To absolutna prawda, przepraszam, że to się stało i jeśli jest jakiś sposób, aby to cofnąć, zrobię to – powiedział Guillermo. Nikt nie czuje się dobrze z powodu odebrania komuś życia, dobrze? Po prostu nigdy się z tym nie pogodzisz. … Każdy, kto krzywdzi kogoś innego, jeśli jesteś człowiekiem, przepraszasz, wiesz.

Enrique s. "kiki" camarena salazar

Później dodał:To nigdy nie powinno się wydarzyć i nie miało to nic wspólnego z przemysłem samochodowym, Azjatami czy czymkolwiek innym. Nigdy tego nie robiłem, nigdy nie będzie. Mógłbym mniej się tym przejmować. To największy błąd całej sprawy.

Lily Chin przeprowadziła się do San Francisco, a następnie do Chin. Wróciła do Michigan na leczenie raka w 2001 roku. Zmarła w 2002 roku, 20 lat po swoim synu.

On stał się męczennikiem, a ona krzyżowcem i emocjonalnym centrum rozwijającego się ruchu, Los Angeles Times napisał w artykule o śmierci Lily Chin.

Sprawa Vincenta znalazła się w prasie po raz kolejny, kiedy w zeszłym roku w okolicy Atlanty zastrzelono sześć kobiet pochodzenia azjatyckiego. Według Centrum Badań nad Nienawiścią i Ekstremizmem w 2021 r. przestępstwa przeciwko Amerykanom pochodzenia azjatyckiego wzrosły o ponad 300 procent.

Mówiłem ludziom, że zanim będzie lepiej, będzie znacznie gorzej, powiedział Shimoura. „Ta fala wzrosła. To będzie kwestia polityczna jesienią i kiedy nadejdą wybory prezydenckie w 2024 roku. Pandemia nie zniknie. Wszystkie one w zasadzie zasilają całą narrację o nienawiści wobec Azji.

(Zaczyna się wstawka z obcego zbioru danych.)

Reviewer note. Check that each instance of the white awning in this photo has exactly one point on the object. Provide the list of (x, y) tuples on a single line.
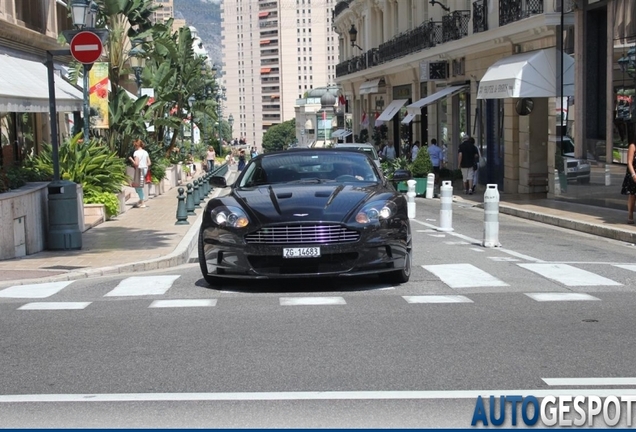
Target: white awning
[(393, 108), (527, 75), (408, 118), (24, 87), (415, 107), (340, 133), (370, 87)]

Jak na ironię, naprawdę uważam, że to dobrze, że historia się powtarza, ponieważ za każdym razem się powtarza, podobnie jak ruchy protestacyjne, powiedział Yoo Jogeneracja.pt . Tak więc nowe pokolenie młodych ludzi zdaje sobie sprawę, że nie możemy tego znieść.

W przyszłym miesiącu w Detroit zaplanowano wydarzenia mające na celu obserwację 40tenrocznica śmierci Wincentego.

Dziedzictwem Vincenta Chin jest to, że zmobilizowało społeczność azjatycko-amerykańską, aby sprawiedliwość mogła być lepiej wymierzona w przyszłości, powiedział John Yang, prezes i dyrektor wykonawczy Asians Advancing Justice. Jogeneracja.pt . Jest w tej tragedii pozytyw, którym jest rosnąca siła wspólnoty”.